Sonnet LV


Not marble, nor the gilded monuments
Of princes, shall outlive this powerful rhyme;
But you shall shine more bright in these contents
Than unswept stone besmear’d with sluttish time.
When wasteful war shall statues overturn,
And broils root out the work of masonry,
Nor Mars his sword nor war’s quick fire shall burn
The living record of your memory.
‘Gainst death and all-oblivious enmity
Shall you pace forth; your praise shall still find room
Even in the eyes of all posterity
That wear this world out to the ending doom.
So, till the judgment that yourself arise,
You live in this, and dwell in lover’s eyes.
– William Shakespeare

“Sonnet LV” by William Shakespeare is a rather complicated tribute to the beauty or character of the speaker’s loved one.

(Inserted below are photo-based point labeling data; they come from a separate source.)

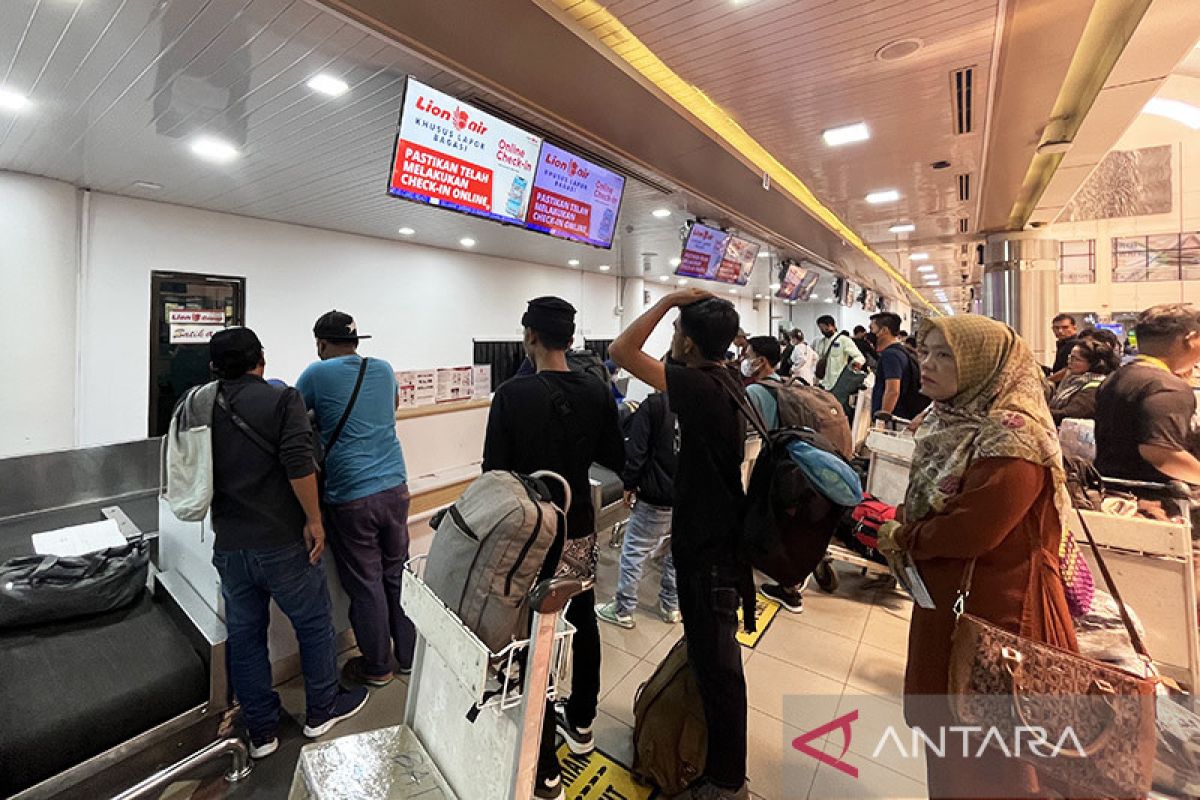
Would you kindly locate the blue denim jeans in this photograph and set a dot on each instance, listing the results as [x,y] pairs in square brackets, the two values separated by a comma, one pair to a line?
[250,579]
[648,525]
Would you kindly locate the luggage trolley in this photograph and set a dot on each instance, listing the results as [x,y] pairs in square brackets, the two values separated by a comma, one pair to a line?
[887,477]
[473,719]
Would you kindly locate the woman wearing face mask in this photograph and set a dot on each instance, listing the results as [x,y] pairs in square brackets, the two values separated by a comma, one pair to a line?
[987,487]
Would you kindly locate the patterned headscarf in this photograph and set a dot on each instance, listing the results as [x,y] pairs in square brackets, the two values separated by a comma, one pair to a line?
[1000,411]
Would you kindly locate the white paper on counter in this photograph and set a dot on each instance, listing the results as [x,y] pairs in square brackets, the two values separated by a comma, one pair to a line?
[78,540]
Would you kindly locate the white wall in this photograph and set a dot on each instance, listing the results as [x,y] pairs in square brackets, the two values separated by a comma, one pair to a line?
[37,270]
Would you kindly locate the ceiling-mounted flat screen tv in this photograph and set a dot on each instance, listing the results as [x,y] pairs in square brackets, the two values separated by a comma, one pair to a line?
[702,252]
[456,156]
[574,198]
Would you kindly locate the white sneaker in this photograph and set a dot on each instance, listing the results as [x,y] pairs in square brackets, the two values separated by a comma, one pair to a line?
[607,613]
[264,749]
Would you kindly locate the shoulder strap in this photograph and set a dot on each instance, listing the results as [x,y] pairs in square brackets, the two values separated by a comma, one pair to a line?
[244,426]
[349,407]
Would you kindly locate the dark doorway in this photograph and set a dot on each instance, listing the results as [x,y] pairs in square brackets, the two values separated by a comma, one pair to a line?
[185,311]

According to the speaker, her beauty will live on within the sonnet.

Theme:
Creative works can endure for centuries (and give longer life to those people the works describe).

Techniques:
Sonnet structure, comparison, allusion, alliteration

Issues:
Can a rhyme outlive statues or more permanent structures? Can that rhyme give life to the beauty it describes (“But you shall shine more bright in these contents”)?

Summarize the sonnet in your own words.

According to Shakespeare, what else will endure besides his “powerful rhyme”?

Shakespeare argues that the works of the imagination are more enduring than material things. To what extent do you agree with him?